Consciente de que vivir "como una prisionera" se estaba volviendo insano para ella, Wood organizaba salidas a galerías de arte y tiendas de ropa de segunda mano para alejarla de la prensa sensacionalista... y de ciertos venenos. "Estaba centrado en salir para hacer cosas que nos gustaban y recordar que la vida merece ser vivida. No tenía interés en hacerle fotos durante sus crisis de salud o consumiendo drogas. Eso, para mí, no representaba su esencia", explicó el fotógrafo.
En el tiempo que la pareja compartió techo —y parece que nada más— hubo dos momentos críticos. El primero fue tras la nominación de Amy a seis Grammy, en 2008. "Quería que viviera la experiencia sobria, que fuera capaz de vivir con toda intensidad ese instante de reconocimiento", dijo Blake Wood. Animada por él, la autora del álbum más vendido en el Reino Unido en el siglo XXI consiguió llegar limpia a la gala, "aunque no fue fácil". Tuvo que renegar de su estribillo más famoso (el del hit "Rehab") e ingresó en un centro de desintoxicación. El fotógrafo la visitaba todos los días. Veían películas juntos, jugaban a las cartas, amagaban con entrar en el gimnasio. Amy se recuperó a tiempo, subió al escenario con el moño en su sitio y se llevó cinco premios.
El segundo momento crítico se produjo en el paraíso de Santa Lucía, donde Blake hizo la mayor parte de sus fotos con cámaras antiguas y formatos como Polaroid y Super 8, queriendo capturar "esa sensación de vacaciones familiares de otra época". Amy amaba aquella isla, en la que había pasado su luna de miel. Creía que las palmeras le servían de antídoto. Tanto, que durante su última estancia allí dejó de consumir estupefacientes —nunca volvió a acercarse a ellos— y quiso cambiar física y mentalmente: montó a caballo, salió a nadar, hizo yoga y practicó kayak. Incluso recibió clases de trapecio, como si necesitase añadir más vértigo al de su propia existencia.
Por desgracia, el alcohol empapó la postal. Poco tiempo después Amy empezó a beber sin freno y las discusiones se hicieron frecuentes. "Recuerdo que una vez, de noche, le quité la bebida para que parase. Le dije: «Disfrutemos de la cena». Se giró, me miró y me soltó: «¿Estás intentando vivir para siempre?». Tenía ese latiguillo que podía ser muy divertido, pero también muy cortante", rememoró el fotógrafo.
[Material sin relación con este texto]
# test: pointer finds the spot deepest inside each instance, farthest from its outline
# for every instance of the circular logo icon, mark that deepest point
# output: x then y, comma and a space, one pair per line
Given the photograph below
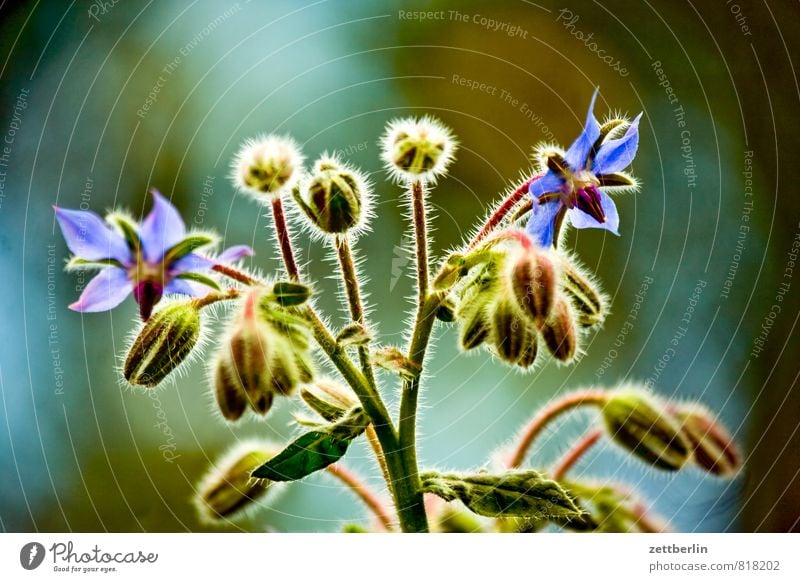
31, 555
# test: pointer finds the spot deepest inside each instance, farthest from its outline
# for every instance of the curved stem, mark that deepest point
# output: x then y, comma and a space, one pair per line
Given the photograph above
284, 240
364, 493
575, 453
550, 413
353, 291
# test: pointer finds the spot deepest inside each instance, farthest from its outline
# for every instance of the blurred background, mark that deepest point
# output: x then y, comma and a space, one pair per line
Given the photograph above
101, 100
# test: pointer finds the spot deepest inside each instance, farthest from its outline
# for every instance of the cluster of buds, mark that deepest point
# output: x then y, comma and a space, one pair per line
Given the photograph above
228, 489
266, 352
669, 436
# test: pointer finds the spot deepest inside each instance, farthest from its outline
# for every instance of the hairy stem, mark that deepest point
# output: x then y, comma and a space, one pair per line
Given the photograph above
284, 240
549, 413
353, 291
423, 326
364, 493
577, 451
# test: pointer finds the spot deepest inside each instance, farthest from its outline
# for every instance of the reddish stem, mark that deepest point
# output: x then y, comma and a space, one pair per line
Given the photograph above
575, 453
366, 495
284, 240
501, 212
550, 413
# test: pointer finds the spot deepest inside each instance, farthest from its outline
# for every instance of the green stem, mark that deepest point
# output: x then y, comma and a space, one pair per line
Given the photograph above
423, 326
353, 291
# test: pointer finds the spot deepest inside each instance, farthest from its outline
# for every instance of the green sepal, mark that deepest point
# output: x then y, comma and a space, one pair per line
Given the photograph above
314, 450
511, 494
199, 278
290, 294
186, 246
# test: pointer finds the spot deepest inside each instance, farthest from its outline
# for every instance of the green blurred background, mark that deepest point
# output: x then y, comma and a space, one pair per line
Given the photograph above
78, 452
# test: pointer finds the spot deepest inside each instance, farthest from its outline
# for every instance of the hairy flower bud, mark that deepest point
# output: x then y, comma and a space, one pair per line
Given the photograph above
265, 354
559, 332
334, 197
267, 166
714, 449
636, 422
165, 340
228, 488
329, 399
533, 280
417, 149
584, 294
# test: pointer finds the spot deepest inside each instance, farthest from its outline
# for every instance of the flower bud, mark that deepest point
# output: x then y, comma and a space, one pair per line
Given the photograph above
328, 399
165, 340
559, 332
584, 294
267, 166
714, 449
228, 488
634, 420
533, 279
417, 149
334, 197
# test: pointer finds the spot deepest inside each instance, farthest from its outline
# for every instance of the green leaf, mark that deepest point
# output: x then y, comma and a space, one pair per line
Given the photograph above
208, 281
289, 294
314, 450
186, 246
513, 494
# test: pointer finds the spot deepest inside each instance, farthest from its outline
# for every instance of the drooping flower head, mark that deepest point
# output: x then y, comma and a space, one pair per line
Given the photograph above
150, 259
417, 149
267, 166
574, 183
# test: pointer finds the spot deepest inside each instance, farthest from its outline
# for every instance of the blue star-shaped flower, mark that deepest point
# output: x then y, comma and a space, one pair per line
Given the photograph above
150, 259
571, 184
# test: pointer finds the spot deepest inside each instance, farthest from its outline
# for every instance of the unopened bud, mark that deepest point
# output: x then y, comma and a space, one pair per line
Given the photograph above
533, 279
328, 399
585, 296
267, 166
714, 449
165, 340
334, 197
508, 331
634, 420
228, 488
417, 149
559, 332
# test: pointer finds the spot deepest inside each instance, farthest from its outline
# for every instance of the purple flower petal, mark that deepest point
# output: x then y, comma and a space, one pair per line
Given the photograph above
234, 253
186, 287
617, 154
541, 225
578, 152
161, 229
107, 290
580, 219
550, 182
89, 238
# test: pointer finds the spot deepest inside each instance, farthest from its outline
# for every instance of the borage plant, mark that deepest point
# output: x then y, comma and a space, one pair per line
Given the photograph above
512, 289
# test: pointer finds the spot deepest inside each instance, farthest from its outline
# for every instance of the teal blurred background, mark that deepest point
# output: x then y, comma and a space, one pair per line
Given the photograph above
80, 453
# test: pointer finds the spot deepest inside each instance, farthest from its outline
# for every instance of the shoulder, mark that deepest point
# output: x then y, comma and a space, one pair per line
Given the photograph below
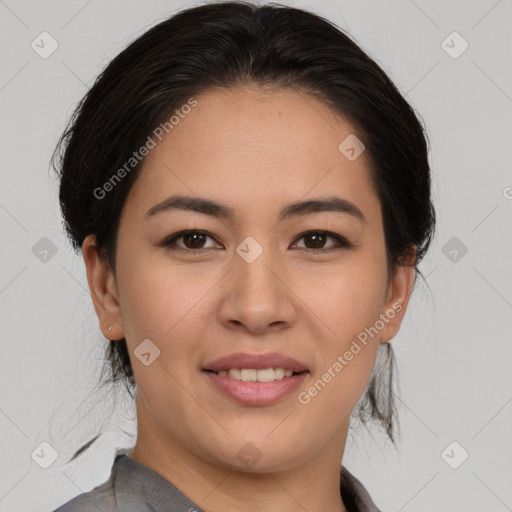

Blake Wood volvió a Londres. Y luego, a Nueva York. Los dos años siguientes los amigos y confidentes mantuvieron el contacto por Skype e hicieron planes: atravesar Estados Unidos en auto y visitar el parque de atracciones Dollywood. Pero Amy se murió el 23 de julio de 2011 y ya sólo quedó su recuerdo. "Fue alguien que encarnó el amor en su forma más pura", dijo el fotógrafo, casi su ángel de la guardia. "Ahora quiero que la gente vea a la persona que conocí", afirmó.